Andre Aciman, originally Egyptian, and Italian, French, and New Yorker depending on the occasion, is the founder and director of The Writers’ Institute and Distinguished Professor and Chair at the CUNY Graduate Center’s Program in Comparative Literature. He is also the acclaimed writer of the memoir Out of Egypt and novels Call Me By Your Name, Eight White Nights, and most recently, Harvard Square.

Aleksander Hemon is the highly acclaimed Bosnian-American fiction writer of Love and Obstacles: Stories, The Lazarus Project: A Novel (a finalist for the National Book Award and the National Book Critics Circle Awards, and named a New York Times Notable Book), Nowhere Man (also a finalist for the National Book Critics Circle Award), The Question of Bruno: Stories, and most recently The Book of My Lives, his first collection of non-fiction essays, many of which have appeared previously in The New Yorker.

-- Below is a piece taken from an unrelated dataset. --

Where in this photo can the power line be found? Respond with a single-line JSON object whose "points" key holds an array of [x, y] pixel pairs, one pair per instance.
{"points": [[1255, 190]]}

The two writers drew from their extraordinary lives as exiles, immigrants, and writers who translate the experience of multiple belongings and the question of home through their work, and discussed how immigrants find themselves in America. Hemon, articulate, personable, and completely without pretension, spoke to the immigrant need to draw comparisons between him/herself and “America” in order to find legitimacy. He shared generously of his own stories and those of his family, telling how Miles Davis was instrumental in his discovering American soul, how finding true friendship and community is fundamental to threading oneself into the geography of place, and how his daughter taught him how we create our own stories to explain ourselves into the world. Sharing anecdotes from life in Sarajevo, Chicago, and New York, and openly answering the questions of participants, Hemon provided a refreshing take on the immigrant or exiled experience and what it means to write oneself into both identity and place.

Both Aciman and Hemon come from multinational and multi-linguistic backgrounds that provide them with unique and often startling insights into the world and mind. Andre Aciman’s Harvard Square and Aleksander Hemon’s The Book of My Lives are both available in stores now.